Way-Seeking Mind

Dad Too Late

By Kent Jacobson


MY FATHER CLOMPED THROUGH LIFE with boots—“Your mother will turn you into a softy”— and died early. I held to a nickel-and-dime appreciation for his persistence against the gods, his refusal to complain about the polio that crippled him, the father who cast him out, the food hunger that stalked him since the Great Depression. “Stand on your hind legs and bark,” Dad said.

When Mom died thirty years after his death, I found a picture, an 8 ½ x 11” studio shot of Dad. Commercial portraits can be shams. The subject is posing. Mom disliked most of them for just that reason. The phony annoyed her.

Yet she kept this photograph.

It can be from high school. Dad’s face is lean, no hint of a beard, the skin flawless and creamy. He looks dapper in a well-cut sport jacket, the tie a symphony of swirls, the Windsor knot square. This is a handsome boy: wavy hair, a middle part, the deepest cleft in the chin.

Still, the eyes and mouth are what hold you, the eyes striking in their melancholy. The soft mouth, the sad eyes, they belong to a haunted boy, a distressed boy, a young man stripped bare to his wounds.

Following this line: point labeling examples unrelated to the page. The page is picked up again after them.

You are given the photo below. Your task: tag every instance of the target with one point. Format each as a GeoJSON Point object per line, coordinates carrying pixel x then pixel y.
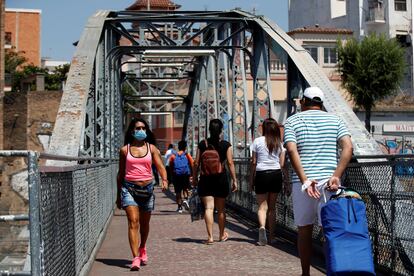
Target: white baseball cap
{"type": "Point", "coordinates": [314, 92]}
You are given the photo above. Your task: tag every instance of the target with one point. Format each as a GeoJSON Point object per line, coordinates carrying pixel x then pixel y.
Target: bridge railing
{"type": "Point", "coordinates": [69, 210]}
{"type": "Point", "coordinates": [386, 184]}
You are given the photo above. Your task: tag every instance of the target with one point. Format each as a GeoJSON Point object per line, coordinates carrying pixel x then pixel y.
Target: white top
{"type": "Point", "coordinates": [167, 156]}
{"type": "Point", "coordinates": [266, 161]}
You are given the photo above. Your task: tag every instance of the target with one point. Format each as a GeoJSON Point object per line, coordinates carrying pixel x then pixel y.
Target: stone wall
{"type": "Point", "coordinates": [28, 124]}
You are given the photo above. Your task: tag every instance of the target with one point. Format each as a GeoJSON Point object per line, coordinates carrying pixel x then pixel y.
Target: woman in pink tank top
{"type": "Point", "coordinates": [136, 185]}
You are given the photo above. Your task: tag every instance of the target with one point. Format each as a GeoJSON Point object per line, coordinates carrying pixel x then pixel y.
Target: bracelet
{"type": "Point", "coordinates": [306, 185]}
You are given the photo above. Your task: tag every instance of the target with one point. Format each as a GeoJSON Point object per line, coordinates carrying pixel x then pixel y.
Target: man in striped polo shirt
{"type": "Point", "coordinates": [311, 138]}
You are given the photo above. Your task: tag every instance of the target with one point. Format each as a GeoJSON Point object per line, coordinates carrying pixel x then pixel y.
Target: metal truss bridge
{"type": "Point", "coordinates": [200, 65]}
{"type": "Point", "coordinates": [196, 63]}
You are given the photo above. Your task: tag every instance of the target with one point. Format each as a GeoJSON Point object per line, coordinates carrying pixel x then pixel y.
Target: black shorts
{"type": "Point", "coordinates": [269, 181]}
{"type": "Point", "coordinates": [181, 182]}
{"type": "Point", "coordinates": [214, 185]}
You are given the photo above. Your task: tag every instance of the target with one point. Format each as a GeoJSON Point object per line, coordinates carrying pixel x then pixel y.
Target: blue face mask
{"type": "Point", "coordinates": [140, 135]}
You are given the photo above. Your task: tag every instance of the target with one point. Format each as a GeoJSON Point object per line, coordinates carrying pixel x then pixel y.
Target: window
{"type": "Point", "coordinates": [400, 5]}
{"type": "Point", "coordinates": [329, 55]}
{"type": "Point", "coordinates": [7, 38]}
{"type": "Point", "coordinates": [403, 39]}
{"type": "Point", "coordinates": [313, 51]}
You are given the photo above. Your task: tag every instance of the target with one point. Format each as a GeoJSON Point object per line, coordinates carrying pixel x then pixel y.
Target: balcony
{"type": "Point", "coordinates": [375, 16]}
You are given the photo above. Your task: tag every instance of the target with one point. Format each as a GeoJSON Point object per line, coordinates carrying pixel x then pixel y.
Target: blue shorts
{"type": "Point", "coordinates": [144, 203]}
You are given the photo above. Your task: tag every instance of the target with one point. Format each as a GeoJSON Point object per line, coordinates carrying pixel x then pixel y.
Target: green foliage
{"type": "Point", "coordinates": [371, 69]}
{"type": "Point", "coordinates": [53, 81]}
{"type": "Point", "coordinates": [14, 65]}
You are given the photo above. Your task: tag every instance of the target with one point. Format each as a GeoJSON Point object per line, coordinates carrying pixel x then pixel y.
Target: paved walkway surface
{"type": "Point", "coordinates": [175, 247]}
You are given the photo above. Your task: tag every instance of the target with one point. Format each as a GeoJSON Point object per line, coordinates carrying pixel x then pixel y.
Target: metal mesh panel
{"type": "Point", "coordinates": [387, 187]}
{"type": "Point", "coordinates": [57, 224]}
{"type": "Point", "coordinates": [75, 207]}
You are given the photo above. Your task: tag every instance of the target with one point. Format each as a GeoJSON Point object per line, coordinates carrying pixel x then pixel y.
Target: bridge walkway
{"type": "Point", "coordinates": [175, 247]}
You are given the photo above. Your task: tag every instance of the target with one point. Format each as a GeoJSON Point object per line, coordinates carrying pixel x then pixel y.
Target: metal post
{"type": "Point", "coordinates": [34, 212]}
{"type": "Point", "coordinates": [392, 226]}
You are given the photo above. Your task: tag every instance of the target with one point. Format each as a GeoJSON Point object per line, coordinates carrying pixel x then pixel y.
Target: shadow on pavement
{"type": "Point", "coordinates": [115, 262]}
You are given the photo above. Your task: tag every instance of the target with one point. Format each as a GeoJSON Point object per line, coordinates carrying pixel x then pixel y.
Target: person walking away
{"type": "Point", "coordinates": [167, 156]}
{"type": "Point", "coordinates": [181, 164]}
{"type": "Point", "coordinates": [135, 183]}
{"type": "Point", "coordinates": [311, 138]}
{"type": "Point", "coordinates": [268, 158]}
{"type": "Point", "coordinates": [213, 186]}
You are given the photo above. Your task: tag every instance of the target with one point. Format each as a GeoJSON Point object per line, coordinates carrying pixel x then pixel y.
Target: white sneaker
{"type": "Point", "coordinates": [262, 236]}
{"type": "Point", "coordinates": [186, 206]}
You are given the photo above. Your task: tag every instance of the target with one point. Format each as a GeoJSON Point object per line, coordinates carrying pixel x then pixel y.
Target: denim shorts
{"type": "Point", "coordinates": [144, 204]}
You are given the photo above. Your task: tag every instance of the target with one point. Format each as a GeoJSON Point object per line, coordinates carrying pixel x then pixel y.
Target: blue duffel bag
{"type": "Point", "coordinates": [347, 245]}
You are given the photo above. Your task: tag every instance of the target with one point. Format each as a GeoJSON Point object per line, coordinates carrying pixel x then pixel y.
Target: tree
{"type": "Point", "coordinates": [54, 80]}
{"type": "Point", "coordinates": [16, 67]}
{"type": "Point", "coordinates": [371, 70]}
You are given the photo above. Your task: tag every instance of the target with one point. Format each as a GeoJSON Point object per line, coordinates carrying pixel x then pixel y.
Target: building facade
{"type": "Point", "coordinates": [22, 33]}
{"type": "Point", "coordinates": [393, 18]}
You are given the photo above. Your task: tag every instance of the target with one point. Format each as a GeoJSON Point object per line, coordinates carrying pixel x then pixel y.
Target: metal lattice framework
{"type": "Point", "coordinates": [194, 63]}
{"type": "Point", "coordinates": [201, 64]}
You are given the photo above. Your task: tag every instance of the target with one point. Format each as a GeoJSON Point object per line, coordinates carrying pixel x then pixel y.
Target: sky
{"type": "Point", "coordinates": [63, 21]}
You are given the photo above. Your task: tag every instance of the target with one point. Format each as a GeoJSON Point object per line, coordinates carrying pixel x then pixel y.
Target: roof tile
{"type": "Point", "coordinates": [157, 4]}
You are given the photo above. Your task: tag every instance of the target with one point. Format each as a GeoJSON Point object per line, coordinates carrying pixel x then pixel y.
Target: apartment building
{"type": "Point", "coordinates": [315, 23]}
{"type": "Point", "coordinates": [22, 33]}
{"type": "Point", "coordinates": [390, 17]}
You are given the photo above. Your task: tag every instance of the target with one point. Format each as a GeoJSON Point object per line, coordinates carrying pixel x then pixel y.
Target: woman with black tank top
{"type": "Point", "coordinates": [213, 189]}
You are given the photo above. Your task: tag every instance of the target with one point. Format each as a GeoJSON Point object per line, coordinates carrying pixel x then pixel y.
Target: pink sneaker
{"type": "Point", "coordinates": [143, 255]}
{"type": "Point", "coordinates": [136, 262]}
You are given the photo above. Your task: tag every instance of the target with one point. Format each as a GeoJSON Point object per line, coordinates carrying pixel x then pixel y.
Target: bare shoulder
{"type": "Point", "coordinates": [123, 150]}
{"type": "Point", "coordinates": [154, 149]}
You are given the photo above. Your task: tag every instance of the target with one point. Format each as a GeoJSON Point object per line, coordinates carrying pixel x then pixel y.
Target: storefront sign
{"type": "Point", "coordinates": [406, 128]}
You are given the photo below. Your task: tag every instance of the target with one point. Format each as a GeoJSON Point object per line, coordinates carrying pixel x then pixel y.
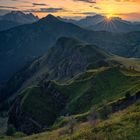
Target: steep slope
{"type": "Point", "coordinates": [35, 39]}
{"type": "Point", "coordinates": [38, 107]}
{"type": "Point", "coordinates": [83, 79]}
{"type": "Point", "coordinates": [64, 60]}
{"type": "Point", "coordinates": [123, 125]}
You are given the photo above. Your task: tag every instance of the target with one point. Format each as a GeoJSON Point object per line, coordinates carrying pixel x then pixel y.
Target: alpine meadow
{"type": "Point", "coordinates": [70, 70]}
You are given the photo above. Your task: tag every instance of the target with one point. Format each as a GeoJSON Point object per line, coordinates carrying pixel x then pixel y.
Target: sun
{"type": "Point", "coordinates": [109, 16]}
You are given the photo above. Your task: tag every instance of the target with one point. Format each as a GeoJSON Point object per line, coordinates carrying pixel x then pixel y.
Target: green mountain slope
{"type": "Point", "coordinates": [39, 103]}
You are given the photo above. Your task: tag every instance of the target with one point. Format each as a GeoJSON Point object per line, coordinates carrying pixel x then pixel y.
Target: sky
{"type": "Point", "coordinates": [126, 9]}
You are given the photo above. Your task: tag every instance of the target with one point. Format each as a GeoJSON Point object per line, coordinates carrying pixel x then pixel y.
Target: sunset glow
{"type": "Point", "coordinates": [126, 9]}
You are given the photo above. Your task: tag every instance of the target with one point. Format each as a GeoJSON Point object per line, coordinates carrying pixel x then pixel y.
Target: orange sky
{"type": "Point", "coordinates": [127, 9]}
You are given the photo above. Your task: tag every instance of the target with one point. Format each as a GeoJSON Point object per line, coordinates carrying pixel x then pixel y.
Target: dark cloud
{"type": "Point", "coordinates": [3, 11]}
{"type": "Point", "coordinates": [87, 1]}
{"type": "Point", "coordinates": [46, 10]}
{"type": "Point", "coordinates": [39, 4]}
{"type": "Point", "coordinates": [85, 13]}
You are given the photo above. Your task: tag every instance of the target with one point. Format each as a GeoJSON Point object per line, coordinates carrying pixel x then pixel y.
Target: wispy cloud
{"type": "Point", "coordinates": [87, 1]}
{"type": "Point", "coordinates": [8, 7]}
{"type": "Point", "coordinates": [39, 4]}
{"type": "Point", "coordinates": [46, 10]}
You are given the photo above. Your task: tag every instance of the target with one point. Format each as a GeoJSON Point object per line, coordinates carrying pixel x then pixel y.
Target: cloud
{"type": "Point", "coordinates": [97, 8]}
{"type": "Point", "coordinates": [39, 4]}
{"type": "Point", "coordinates": [8, 7]}
{"type": "Point", "coordinates": [87, 1]}
{"type": "Point", "coordinates": [46, 10]}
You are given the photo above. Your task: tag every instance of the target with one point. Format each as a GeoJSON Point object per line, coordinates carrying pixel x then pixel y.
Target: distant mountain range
{"type": "Point", "coordinates": [22, 44]}
{"type": "Point", "coordinates": [102, 23]}
{"type": "Point", "coordinates": [15, 18]}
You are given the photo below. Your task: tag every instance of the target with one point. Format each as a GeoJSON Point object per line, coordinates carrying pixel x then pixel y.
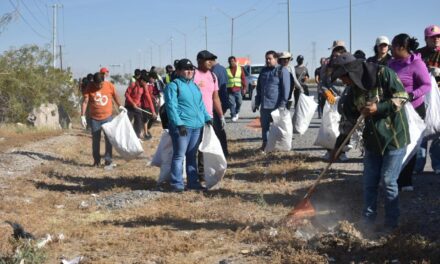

I didn’t meet this boy. He was the one Mom loved.

I’ve taught hard men in maximum security prisons, hard men like him. Many of them had killed someone. And as a teacher at a black people’s college in Alabama in the1960s, I breathed the air with segregationists who were as frightening to me as any people I’ve met. Yet a high school picture whispers about a story untold, stories not disclosed, a life of unspeakables, the stories we can’t tell.


About the Author

Kent Jacobson has been a teacher for three decades in minority settings, including a Great Books program (Bard College’s Clemente Course in the Humanities), a 2015 winner of the National Humanities Medal. His nonfiction has appeared in Hobart, Under the Sun, Punctuate, and elsewhere. He lives in western Massachusetts.